Ele defendeu o direito de o pai ver a filha e o dela de conviver com ele e com sua família, contrapondo-se ao rigor da legislação brasileira contra o crime de tráfico de entorpecentes a prevalência do princípio da dignidade da pessoa humana. Até mesmo porque a pena imposta a Rajha já foi cumprida. Disse ainda que a doutrina não admite consequência jurídica indelével de delito, ou seja, a perpetuidade da pena. Por outro lado, segundo ele, a legislação brasileira proíbe a transcendência da pena, com isso significando que a filha não pode ser punida por um crime cometido pelo pai e já pago por ele.

Direito de defesa
Ao acompanhar o voto do ministro Carlos Britto, o ministro Gilmar Mendes disse que o rito sumário (prazo de 15 dias) do inquérito para expulsão de estrangeiros que cometem crimes como o de tráfico de drogas (artigo 71 da 6.815) e o prazo de apenas dez dias para pedir reconsideração (artigo 72 da mesma lei) merecem reflexão e poderão ser objeto de futuros julgamentos do STF, sob a ótica do direito constitucional ao contraditório e à ampla defesa (artigo 5ª, inciso LV, da CF).
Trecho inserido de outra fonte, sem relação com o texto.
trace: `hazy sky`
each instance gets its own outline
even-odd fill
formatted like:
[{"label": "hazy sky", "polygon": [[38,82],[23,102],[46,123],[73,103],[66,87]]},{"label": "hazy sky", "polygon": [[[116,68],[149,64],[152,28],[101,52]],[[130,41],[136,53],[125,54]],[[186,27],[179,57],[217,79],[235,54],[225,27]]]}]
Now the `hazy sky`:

O ministro Carlos Britto lembrou, neste contexto, que a Procuradoria-Geral da República se manifestou pela concessão do HC, observando que, neste caso, “salta aos olhos o desrespeito do princípio do contraditório e da ampla defesa”.

Em seu voto, o ministro Cezar Peluso afirmou que a expulsão foi uma opção político-administrativa do presidente da República, tendo em vista a proteção da coletividade brasileira e, nele, não houve nenhuma ilegalidade ou abuso de poder a serem questionados. “É como jogo de futebol: está expulso, não volta a campo”, comparou. Além disso, segundo ele, o retorno de Rajha ao país não garante que ele não venha a reincidir.

O ministro Celso de Mello observou que expulsão não é pena, mas proteção da sociedade brasileira contra estrangeiro que não se adaptou às regras do país, sendo um ato discricionário do presidente da República, avaliadas as conveniências e os interesses nacionais. Com informações da Assessoria de Imprensa do STF.